Por Walber Guimarães Junior, engenheiro e diretor da CIA FM.
Neste texto, peço a tua companhia para passear por razões históricas que expliquem o atraso brasileiro, concentrado no período pós império e até 2019, guiados pela tese de doutorado da Natalia Doré, engenheira, pesquisadora e professora da Universidade do Porto, embora paranaense de Maringá.
A história do Brasil mostra um período marcadamente oligárquico no início da República (1899 a 1930), com total domínio político das elites econômicas pela coalizão das forças paulistas e mineira, a política do café com leite, que governava o país com prioridade absoluta para os interesses dos grandes proprietários de terra que impunham suas prioridades com facilidade.

Como mencionado no primeiro texto, o excesso de terras e mão de obra barata, não exercia pressão por investimentos, em um país ainda majoritariamente rural, analfabeto e extremamente injusto socialmente.

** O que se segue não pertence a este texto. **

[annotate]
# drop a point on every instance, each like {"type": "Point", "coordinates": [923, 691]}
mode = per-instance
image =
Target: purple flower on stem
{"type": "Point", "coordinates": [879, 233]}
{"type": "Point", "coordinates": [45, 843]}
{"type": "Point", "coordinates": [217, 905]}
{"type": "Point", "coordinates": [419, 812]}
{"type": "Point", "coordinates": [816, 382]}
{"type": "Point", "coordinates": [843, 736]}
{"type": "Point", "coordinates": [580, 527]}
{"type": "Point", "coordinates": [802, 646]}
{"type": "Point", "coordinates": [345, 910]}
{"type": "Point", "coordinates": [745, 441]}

Um verdadeiro paraíso terrestre para as elites.
Renda extremamente concentrada no topo, índices precários de escolaridade, nada significativo que gerasse valor agregado à produção agrícola, sem classe média que estimulasse o consumo e ainda pagando a conta da falta de arranque do século XIX. Éramos apenas um país agrário subdesenvolvido e sem nenhuma preocupação com o capital humano, desenvolvimento cultural da população que, à frente, se mostraria um forte fator inibidor do crescimento.
Sinais de melhora só apareceram quando o agro cobrou investimentos porque nossos produtos sofriam concorrência de produtores internacionais mais resolvidos em termos de logística com preços competitivos. A cana e o café não eram mais exclusividade brasileira e isto exigiu uma revisão de nossos parâmetros, como sempre ditados pelos interesses do poder econômico.
Na política, iniciamos um período desenvolvimentista, desde 1930 até 1980, com profunda transformação dos parâmetros nacionais, intenso êxodo rural e, portanto, urbanização e posterior favelização de grandes áreas nas nossas cidades, expansão das fronteiras agrícolas e, principalmente, início de um bom processo de industrialização, marcada pelo inicio da siderurgia e da indústria automobilística.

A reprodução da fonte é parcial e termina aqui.